The C (F90) source code is available in the C (F90) folder, respectively. The job script builds the binary and runs it in a loop: The number of columns is fixed at 10000, the number of rows goes from 1000 to 300000. The script reports the performance in Mflop/s for each setting of N_nows.
Look at the performance vs. the number or rows: What could have happened here?
---- END OF PART 1 --------------
Performance profiling
Instrument the source code with the LIKWID marker API.

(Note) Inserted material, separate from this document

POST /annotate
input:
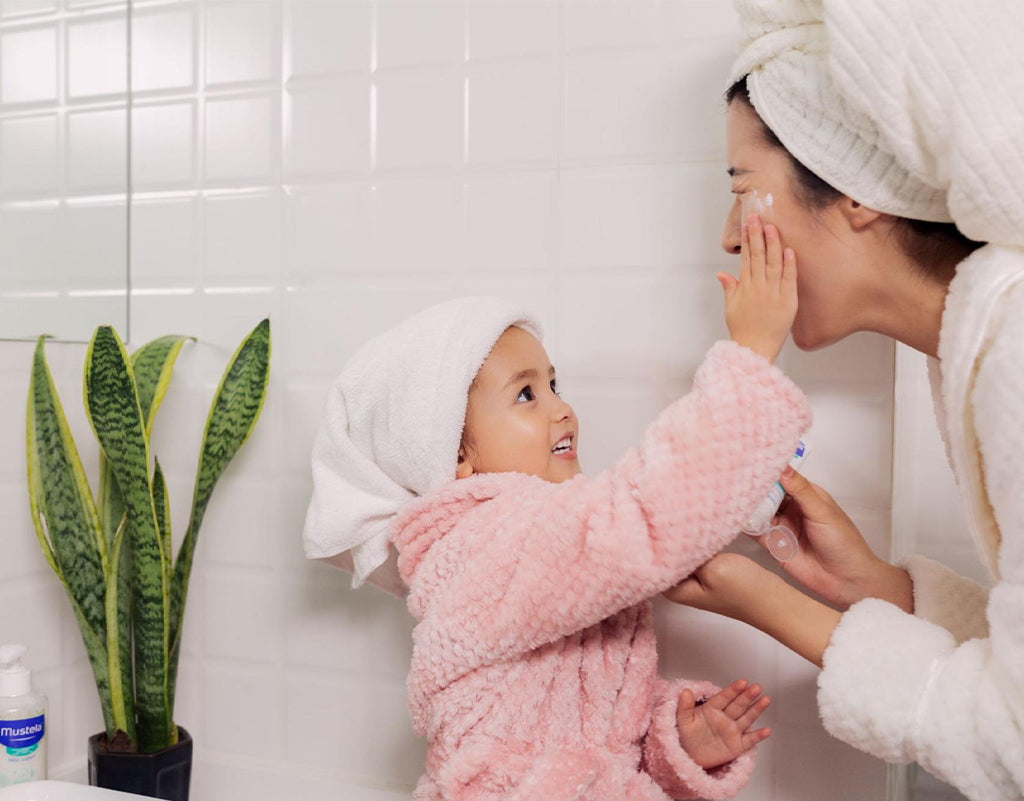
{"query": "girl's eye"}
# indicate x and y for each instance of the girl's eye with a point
(525, 393)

Build the new version with:
$ icx -Ofast -xHost -std=c99 -DLIKWID_PERFMON -o ./dmvm $LIKWID_INC ./dmvm-marker.c $LIKWID_LIB -llikwid
or
$ ifx -Ofast -xHost -o dmvm $LIKWID_INC ./dmvm-marker.f90 $LIKWID_LIB -llikwid
Test your new version using:
$ likwid-perfctr -C S0:3 -g MEM_DP -m ./dmvm 15000 10000
For these runs, frequency fixing is not necessary since we are going to measure data traffic; performance is not important.

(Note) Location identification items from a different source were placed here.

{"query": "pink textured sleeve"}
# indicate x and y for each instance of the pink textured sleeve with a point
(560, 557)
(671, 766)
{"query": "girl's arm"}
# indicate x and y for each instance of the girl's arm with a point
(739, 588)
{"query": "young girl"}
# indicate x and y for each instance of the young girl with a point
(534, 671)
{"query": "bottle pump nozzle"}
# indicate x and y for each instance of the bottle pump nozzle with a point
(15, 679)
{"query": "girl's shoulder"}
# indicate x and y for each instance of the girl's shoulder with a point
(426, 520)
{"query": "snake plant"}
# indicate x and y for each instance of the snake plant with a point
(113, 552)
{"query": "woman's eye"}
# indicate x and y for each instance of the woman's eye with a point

Repeat the scan of row count using the following command (the last option is a LIKWID metric group name):
$ ./bench-perf.pl C/dmvm 10000 MEM
The output of this has 3 columns: The number of matrix rows, the performance, and the number of bytes transferred to and from memory (if using the MEM group) per iteration. If you specify "L2" or "L3," you get the traffic to the L2 and L3 cache, respectively.

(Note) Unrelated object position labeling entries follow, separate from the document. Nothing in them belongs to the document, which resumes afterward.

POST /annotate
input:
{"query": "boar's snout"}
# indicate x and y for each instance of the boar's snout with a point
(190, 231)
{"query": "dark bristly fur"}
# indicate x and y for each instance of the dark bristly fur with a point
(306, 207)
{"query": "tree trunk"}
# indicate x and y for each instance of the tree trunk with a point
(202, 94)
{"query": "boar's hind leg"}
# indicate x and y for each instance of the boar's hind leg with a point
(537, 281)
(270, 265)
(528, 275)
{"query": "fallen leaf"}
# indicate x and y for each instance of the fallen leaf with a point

If you want you can modify the bench.plot script (change "1:2" on the last line to "1:3") to get plots of data traffic (bytes per iteration) versus number of rows, but looking at the raw data does the job pretty well, too.
What are your observations? Can you correlate the observed performance drops with traffic behavior? Which data structure is responsible for this?
--- END OF PART 2 --------------
Optional: Optimization and Validation
What can we do about the performance drops?
Plan and implement an optimization called spatial cache blocking. Allow to configure for which target cache you block.
Repeat benchmarking only (not setting the -DLIKWID_PERFMON define) and validate the results with profiling.
Going parallel
Parallelize both the initial and optimized version with OpenMP. Take care of the reduction on y!
Benchmark the results and scale out within one socket. What are the results?